Where a threshold is not yet a trigger
Those thresholds are the place to slow down. A gait-speed change past twenty percent, or a cognitive drop past a test's minimal clinically important difference, sounds operational. But the paper does not establish what fraction of such alerts would turn out to be genuine progression rather than a bad night's sleep, an unrelated infection, or sensor noise. That fraction is the entire difference between a threshold and a validated trigger. Set the cut-offs too tight and tier two buries tier three under false alarms — the alert fatigue that has defeated continuous monitoring in other specialties. Set them too loose and the system misses the early progression it was built to catch. Nothing in the paper locates these particular cut-offs on that trade-off, because no prospective data was collected to do so.
The barriers the authors list are, if anything, more telling than the thresholds — and the candour with which they list them is to their credit. Reimbursement still rewards the on-site visit and pays for remote monitoring only patchily. Evidence, they note especially from the United States, suggests telemonitoring can raise clinician workload through extra data review and administrative load rather than lower it. Patient participation depends on access to devices, broadband and comfort with digital tools across ages and incomes. And proprietary platforms do not interoperate, producing data silos and duplicate documentation that erode the very efficiency the model promises. None of these is a footnote. Each is a precondition. A signal-driven pathway that doubles a neurologist's screen time, or that only the digitally fluent can use, is not the pathway on the page.
“Continuous data is an asset only if most of it can be safely ignored — and a blueprint cannot tell you how much can be ignored safely.”
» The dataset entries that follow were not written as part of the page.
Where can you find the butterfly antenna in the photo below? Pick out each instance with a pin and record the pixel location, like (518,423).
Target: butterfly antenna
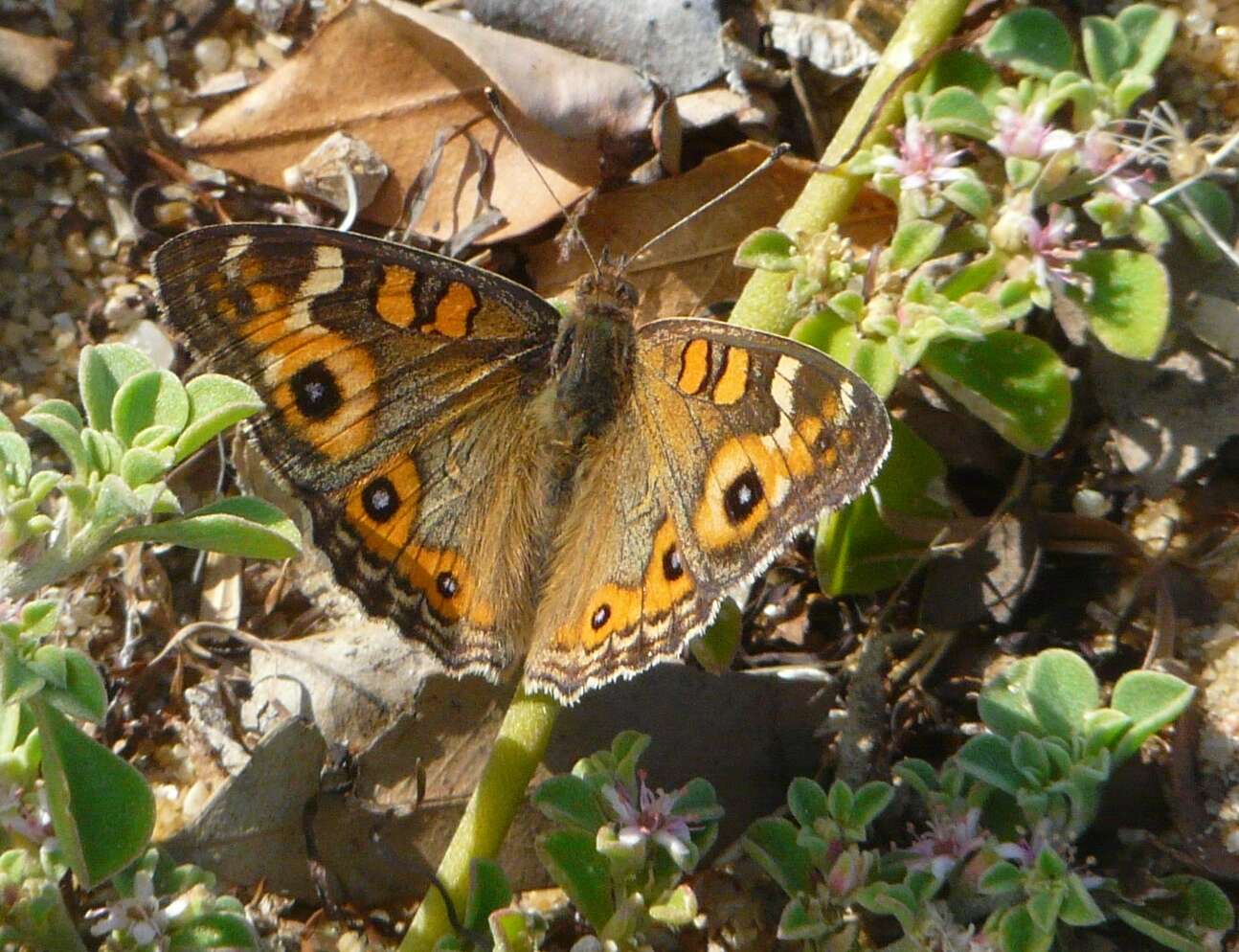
(492,97)
(777,152)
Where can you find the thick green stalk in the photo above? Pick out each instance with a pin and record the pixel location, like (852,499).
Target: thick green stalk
(515,755)
(829,194)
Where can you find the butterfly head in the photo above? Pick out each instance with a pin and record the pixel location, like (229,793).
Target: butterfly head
(605,293)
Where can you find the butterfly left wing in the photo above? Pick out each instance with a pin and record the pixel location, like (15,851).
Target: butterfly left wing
(400,393)
(732,442)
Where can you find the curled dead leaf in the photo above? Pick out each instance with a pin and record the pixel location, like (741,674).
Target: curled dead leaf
(398,77)
(692,266)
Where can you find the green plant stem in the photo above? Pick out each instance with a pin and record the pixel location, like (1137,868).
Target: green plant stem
(828,196)
(515,755)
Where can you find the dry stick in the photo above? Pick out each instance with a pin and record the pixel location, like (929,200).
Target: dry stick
(826,197)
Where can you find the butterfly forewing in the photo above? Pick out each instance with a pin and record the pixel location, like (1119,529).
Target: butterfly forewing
(389,375)
(732,442)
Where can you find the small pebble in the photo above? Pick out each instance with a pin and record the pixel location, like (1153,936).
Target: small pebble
(212,54)
(77,253)
(1091,502)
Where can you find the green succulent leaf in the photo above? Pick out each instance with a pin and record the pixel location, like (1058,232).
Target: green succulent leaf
(567,799)
(214,930)
(1018,932)
(767,248)
(1061,691)
(961,68)
(101,809)
(959,112)
(1129,306)
(1175,939)
(1011,380)
(488,890)
(678,910)
(716,648)
(580,871)
(15,458)
(771,842)
(1031,41)
(855,550)
(800,922)
(839,338)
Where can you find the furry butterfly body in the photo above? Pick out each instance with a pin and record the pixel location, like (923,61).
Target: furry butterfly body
(506,484)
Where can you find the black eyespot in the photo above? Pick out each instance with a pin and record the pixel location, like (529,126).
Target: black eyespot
(315,391)
(380,500)
(742,496)
(671,565)
(447,584)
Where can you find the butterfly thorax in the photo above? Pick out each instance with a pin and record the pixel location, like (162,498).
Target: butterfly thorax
(593,357)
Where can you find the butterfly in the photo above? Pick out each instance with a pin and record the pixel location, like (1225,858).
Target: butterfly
(505,483)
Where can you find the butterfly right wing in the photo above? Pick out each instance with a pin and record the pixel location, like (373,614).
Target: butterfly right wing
(400,392)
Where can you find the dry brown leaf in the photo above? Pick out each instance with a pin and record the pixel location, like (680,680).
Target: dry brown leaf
(31,61)
(692,268)
(400,79)
(220,589)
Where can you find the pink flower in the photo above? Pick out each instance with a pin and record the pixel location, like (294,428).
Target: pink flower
(650,818)
(1105,158)
(923,159)
(947,842)
(1027,135)
(1053,251)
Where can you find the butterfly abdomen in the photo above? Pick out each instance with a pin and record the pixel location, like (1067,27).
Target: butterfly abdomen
(593,369)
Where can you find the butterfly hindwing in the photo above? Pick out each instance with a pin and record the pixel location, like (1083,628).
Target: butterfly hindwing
(732,441)
(388,374)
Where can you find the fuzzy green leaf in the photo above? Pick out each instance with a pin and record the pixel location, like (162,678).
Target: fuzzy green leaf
(959,112)
(488,890)
(237,526)
(1107,50)
(870,801)
(101,370)
(1015,383)
(1150,32)
(139,466)
(914,243)
(61,420)
(1129,307)
(987,758)
(1019,934)
(215,403)
(1061,691)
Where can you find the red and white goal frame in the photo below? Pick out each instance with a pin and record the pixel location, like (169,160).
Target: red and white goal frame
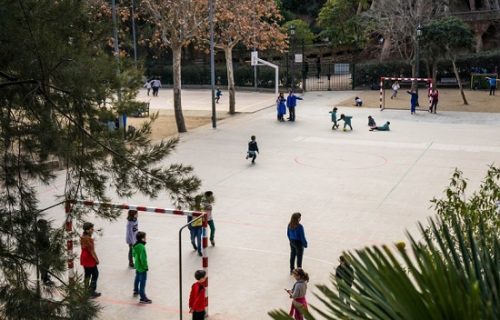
(69,229)
(382,91)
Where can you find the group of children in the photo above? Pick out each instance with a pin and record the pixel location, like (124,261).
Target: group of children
(282,104)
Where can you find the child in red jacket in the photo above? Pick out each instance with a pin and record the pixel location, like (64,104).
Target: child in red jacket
(197,296)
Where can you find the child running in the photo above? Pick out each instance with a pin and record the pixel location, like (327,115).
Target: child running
(298,294)
(253,149)
(334,118)
(347,121)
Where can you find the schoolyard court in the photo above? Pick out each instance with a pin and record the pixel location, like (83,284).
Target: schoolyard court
(354,189)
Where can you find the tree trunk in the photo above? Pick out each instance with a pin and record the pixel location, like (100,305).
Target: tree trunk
(179,117)
(457,76)
(228,51)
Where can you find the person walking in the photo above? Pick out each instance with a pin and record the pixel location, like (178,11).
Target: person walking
(395,88)
(298,294)
(281,107)
(89,260)
(43,248)
(344,274)
(253,149)
(334,118)
(347,121)
(197,296)
(492,82)
(208,201)
(141,268)
(291,103)
(297,239)
(434,100)
(131,232)
(413,100)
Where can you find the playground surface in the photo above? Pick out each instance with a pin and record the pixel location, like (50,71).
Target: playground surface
(354,189)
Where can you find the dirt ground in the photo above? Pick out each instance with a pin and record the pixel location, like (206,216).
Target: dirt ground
(165,125)
(449,100)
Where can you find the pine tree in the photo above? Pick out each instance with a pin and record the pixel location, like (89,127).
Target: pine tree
(57,77)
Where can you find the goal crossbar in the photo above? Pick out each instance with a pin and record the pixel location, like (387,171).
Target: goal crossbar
(382,91)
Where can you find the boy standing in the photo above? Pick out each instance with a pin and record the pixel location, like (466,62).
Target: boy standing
(89,260)
(253,149)
(197,296)
(141,268)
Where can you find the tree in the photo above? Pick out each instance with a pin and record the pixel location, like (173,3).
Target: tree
(178,23)
(54,81)
(342,22)
(397,22)
(253,23)
(452,273)
(449,37)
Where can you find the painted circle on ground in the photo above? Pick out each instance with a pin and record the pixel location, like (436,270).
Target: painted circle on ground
(341,160)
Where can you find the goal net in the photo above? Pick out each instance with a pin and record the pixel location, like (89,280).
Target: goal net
(402,100)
On artificial intelligence and digital twins, raised as future layers, the paper shows the restraint one wants to see. The authors state plainly that current AI systems cannot reliably produce accurate, guideline-based answers to specific neurological questions and may return erroneous or outdated recommendations, and that any such layer would need robust validation against clinical standards, alongside compliance with the EU AI Act and the Medical Device Regulation, before it is added. That sentence carries more weight than the architecture diagram.
What to do with it
For European neurology services the diagnosis is correct: episodic, calendar-bound follow-up captures a chronic, fluctuating disease only in snapshots, and a model that reserves scarce specialist attention for validated alerts is worth designing and worth testing. This paper has done the first and not the second. Its real value is as a research agenda with concrete, falsifiable thresholds that someone can now go and measure — in a prospective cohort, against progression outcomes that reach the patient, with the alert burden and the equity gap counted rather than assumed. Until that work is done, MS360° is a good map of a road no one has yet driven.
Source: Voigt I, Masanneck L, Pawlitzki M, Inojosa H, Meuth SG, Ziemssen T. MS360°: a conceptual digital-first, data-driven hybrid care framework for personalised multiple sclerosis management. npj Digital Medicine 2026;9:229. A perspective paper: it proposes a framework and carries no prospective outcome data, so its thresholds and workflow remain hypotheses to be validated rather than findings.